Travus threw a couple of sticks onto the campfire, looked at his wife and shrugged. "He's gonna miss the show."

"He doesn't know there's going to be 'a show.'" She stuck a plump soutar sausage on a skewer and held it over the fire.

The smell of the spiced meat got Travus's attention. "Fix me one, will you?"

"What? And miss the show?" She gave him a playful grin, then added another sausage to her skewer.

"Found them," his son's muffled voice called out from under the tarp.

"Good." Travus rolled his eyes as he kneeled close to the fire. He turned and shouted. "Hurry up!"

He looked up into the night sky. It was clear, not a cloud in sight. The moon was just a yellow sliver. The stars flickered and shimmered.

"I wish my dad could be here to see this," he said softly. "He would have wanted to tell Reid --"
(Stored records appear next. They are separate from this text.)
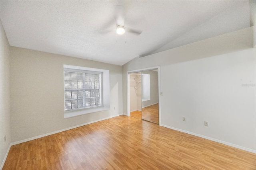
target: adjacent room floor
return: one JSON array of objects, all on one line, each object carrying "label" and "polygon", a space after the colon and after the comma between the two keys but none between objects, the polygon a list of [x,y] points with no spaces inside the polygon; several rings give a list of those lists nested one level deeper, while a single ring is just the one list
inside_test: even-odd
[{"label": "adjacent room floor", "polygon": [[13,146],[3,170],[255,169],[256,154],[120,116]]}]

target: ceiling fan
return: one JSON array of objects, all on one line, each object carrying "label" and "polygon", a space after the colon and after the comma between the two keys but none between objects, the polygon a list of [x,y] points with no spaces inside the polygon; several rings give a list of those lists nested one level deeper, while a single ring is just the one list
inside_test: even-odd
[{"label": "ceiling fan", "polygon": [[[124,21],[125,16],[126,14],[126,11],[127,8],[125,6],[118,5],[115,6],[114,20],[116,24],[116,42],[117,34],[119,35],[122,35],[124,34],[125,42],[125,34],[126,33],[129,32],[139,35],[143,31],[142,30],[136,30],[129,28],[124,27]],[[112,26],[112,22],[110,21],[109,23],[107,23],[106,25],[107,26]],[[104,31],[104,32],[102,32],[102,33],[104,33],[104,34],[106,34],[110,32],[112,32],[113,31],[113,30],[111,29],[110,30]]]}]

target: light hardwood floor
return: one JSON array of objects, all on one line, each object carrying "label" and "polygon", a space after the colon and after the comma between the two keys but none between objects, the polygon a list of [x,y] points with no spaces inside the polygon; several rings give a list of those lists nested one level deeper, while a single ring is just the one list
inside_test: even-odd
[{"label": "light hardwood floor", "polygon": [[255,169],[256,154],[124,115],[13,146],[3,170]]}]

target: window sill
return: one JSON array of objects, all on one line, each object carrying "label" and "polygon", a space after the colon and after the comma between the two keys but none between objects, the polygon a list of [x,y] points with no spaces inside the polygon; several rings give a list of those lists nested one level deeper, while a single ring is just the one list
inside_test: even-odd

A sudden gust of warm summer wind roared through the clearing. The nearby branches rustled and creaked while the fire flared up, flames rising high. The rich, sweet, almost-pine aroma of the throile trees filled the air.

She looked at her husband, gently caressing his arm. "Maybe he is here with us...somehow."

"Maybe he is at that." Travus nodded slowly as the gust died and the fire flickered down, the wood crackling and popping, tiny jets of flame firing up into the air before winking out.

He glanced up into the sky again, smiling. "It was a great idea to get out of town."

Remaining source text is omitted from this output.